The three shape functions are defined in Table 1. The model parameters, $β_{o}$ and $β_{1}$ , are the intercept and rate of increase of the shape functions. Based on these parameters, low and high rates of increase in the population proportions are defined. For each of the three shape functions, two pairs of model parameters are specified to achieve $μ_{1} = 0.1$ and $μ_{t_{0}} = 0.3$ for the low rate of increase and $μ_{1} = 0.1$ and $μ_{t_{0}} = 0.8$ for the high rate of increase. That is, the population proportion is 0.1 at the beginning of each series and is either 0.3 or 0.8 at the end of the series, that is, at the presumed current week. Figure 1 illustrates the three shape functions for the low rate of increase (left plot) and for the high rate of increase (right plot).

Table 1.

Specification of Three Shape Functions for a Monte Carlo Study of Confidence Intervals for a Nondecreasing Series of Population Proportions.

Shape	$μ_{t}$	Slope	$β_{0}$	$β_{1}$
Linear	$β_{0} + β_{1} t$	Low	0.0913	0.0087
		High	0.0696	0.0304
Concave	$β_{0} + β_{1} \log (t)$	Low	0.1000	0.0629
		High	0.1000	0.2203
Logistic	$\frac{β_{1}}{1 + e^{(12.5 - t) / 2}} + β_{0}$	Low	0.0994	0.2013
		High	0.0978	0.7045

Figure 1.

Illustration of population proportions by slope and shape.

We generated weekly samples of sizes $n_{t} =$ 24, 48, and 96 from each shape-function/rate-of-increase pair in each week in the time series. For each of the eighteen combinations of shape, rate of increase, and weekly sample size, we obtained a random sample of size $n_{t}$ from Bernoulli distributions with population proportion $μ_{t}$ .

For each of the eighteen populations, we prepared the series of standard estimates ${\hat{μ}}_{t}$ from the generated $y$ -values. Given the simple random sampling design, the standard estimates are just unweighted sample proportions. Then, we prepared the PAVA series ${\tilde{μ}}_{t}$ from the standard estimates using the oldPAVA function in the cir package and 95% confidence intervals for the series of population means based on the Taylor, jackknife- $z$ , jackknife- $t$ , Morris, and Korn approaches. For each of the populations, we conducted 1,000 Monte Carlo replicates and assessed the PAVA estimators of the monotonic population proportions by their biases and the confidence intervals by their coverage probabilities and average half-widths.
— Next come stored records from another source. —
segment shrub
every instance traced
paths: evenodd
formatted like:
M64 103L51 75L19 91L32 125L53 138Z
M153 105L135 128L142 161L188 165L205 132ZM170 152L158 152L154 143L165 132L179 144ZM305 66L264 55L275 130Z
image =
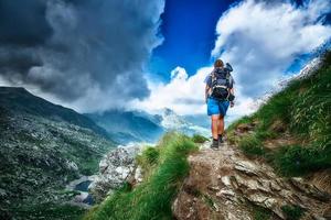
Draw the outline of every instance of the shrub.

For the jackknife- $t$ intervals, we had to confront and answer the question how many degrees of freedom should be used. Given the design-based theory of survey sampling, there is no exact answer to this question in finite sample sizes. Various authors (Korn and Graubard 1998; Kott 2020; Rust and Rao 1996) have considered this matter previously, and the choice $d =$ # primary sampling units−# sampling strata is often recommended. As applied to our study, however, this rule would give a large number of degrees of freedom and offer little difference between the jackknife- $z$ and jackknife- $t$ intervals. For our study, we adopted the simple approach of testing the degrees of freedom equal to the number of random groups within a week minus one, or $d = 12 - 1 = 11 .$ The rationale for this choice is that, for the variance estimate for a given week $t$ , there may not be much variation among jackknife replicate estimates from those replicates that drop observations from other weeks ( $t^{'} \neq t$ ).

3. Monte Carlo Results

3.1. Preliminaries

Our results begin with a visualization of the data and an analysis of the average bias in the standard and PAVA series. Figure 2 plots the standard and PAVA series for each of the eighteen populations based on the first Monte Carlo replicate. (We plot the first replicate as an illustration of our data. Plots for other replicates would appear similar to these plots.) Columns in the figure reveal the three weekly sample sizes 24, 48, and 96; rows depict the low and high rates of increase; and blocks represent the linear, concave, and logistic shapes. The 95% confidence intervals based on the normal-theory jackknife-z approach are depicted in gray, while the wider Taylor confidence intervals are shown in blue. Morris and Korn intervals are depicted by the dotted and dashed black lines, respectively. Note that jackknife- $t$ intervals are not depicted here as they are identical in pattern to the jackknife- $z$ intervals but slightly wider.

Figure 2.

Plots of standard and PAVA series for eighteen populations and for the first Monte Carlo replicate.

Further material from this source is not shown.